はじめに
2024年4月1日から相続登記が義務化されたことにつき、様々なメディアで宣伝されていますので、この記事を読んでくださっている方の中にも、それらの記事を目にされて、慌ててインターネットで相続登記のことを検索してみたという方がいらっしゃるのではないでしょうか。
このページでは、相続登記について内容と方法の概要をご紹介します。
相続登記の義務化についてはこちらのページをご確認ください。
相続登記とは
不動産について権利が移転(売買や贈与など)したり、権利が発生(賃貸借の契約など)したときに、その内容を第三者に対して公示する手続きが登記です。
例えば入園や入学の準備の際、子どもの持ち物すべてに名前を書くように指示をされますが、不動産にはペンで名前を書くわけにはいきませんので、法務局という役所に備えられた登記簿というものに、不動産についての権利の変化(AさんからBさんに所有者が変わったというような)を記録することで、不動産についての権利を他人に主張できる仕組みになっているのです。
不動産を所有されている方が亡くなると、その方が生前に有していた権利と義務は、法律上の相続人に引き継がれますが、このような相続による権利の変動を登記することを相続登記と呼んでいます。
登記に関する注意事項
相続登記に限らず、登記というものは早い者勝ちであると法律で定められています。
なので、権利を受け継いだのに登記をしないままでいると、他の人に先に登記をされてしまうことがあります。
例えば、遺贈(遺言による贈与)を受けた、相続人ではない人が登記をしないままでいたときに、本来の相続人が自分たちを相続人として登記し、第三者に売却してしまった時には、その不動産を取り戻すことはできません。
相続登記の義務化がクローズアップされていますが、そもそも相続登記はやれるうちに早めにやっておくべきなのです。
遺言がある場合
遺言書によって指定されたとおりに遺産を配分することになりますので、遺言書を使用して相続登記を申請します。
日本の法律では、有効な遺言書が作成されている場合には、遺言書に沿って手続きが進められます。
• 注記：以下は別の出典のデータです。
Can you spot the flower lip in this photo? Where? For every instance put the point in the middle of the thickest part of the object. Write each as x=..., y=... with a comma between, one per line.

法律で定められた一定の範囲の相続人は、遺言書によって遺留分(遺言の内容に関係なく相続発生時に最低限保障されている財産額)が侵害されている場合、を主張することができますが、法律上認められているのは金銭による保障のみで、不動産そのものを取り戻すことはできません(ただし、当事者間で合意可能であれば、金銭に代えて不動産を引き渡すようにする余地はあります)。
遺言がない場合
相続人全員による話し合いで遺産の分け方を決め、話し合いで決まった内容を書面にします(この書面を遺産分割協議書といいます)。
こうして作成した遺産分割協議書を添付して相続登記をします。
遺言がなく話し合いがまとまらない場合
遺産の分け方を決めるために、裁判所を利用することとなります。
初めに調停、まとまらなければ審判という手続きに移りますが、ほとんどの場合、法定相続分から大きく乖離した結論になることはありません。
裁判所は、親の面倒をみたとか、逆に実家に住んでいたから家賃がかからなかったとか、そのような細かな事情は基本的には考慮しません。
また、遺産の大半が相続人の同居する実家であったような場合でも、法律に沿った分け方をしなければならないので、実家を相続することで他の相続人より多くの財産を取得する人は、他の相続人に対して差額を現金で払うように求められることもあります(これは代償分割と呼ばれます)。
上記のケースで差額の支払いができない場合には、実家を売却して代金を分けることを求められることもあります(これは換価分割と呼ばれます)が、その場合には同居していた相続人は住む場所を失うことになります。
このような手続きが完了した後、調停調書や審判書という書類を添付して相続登記を申請します。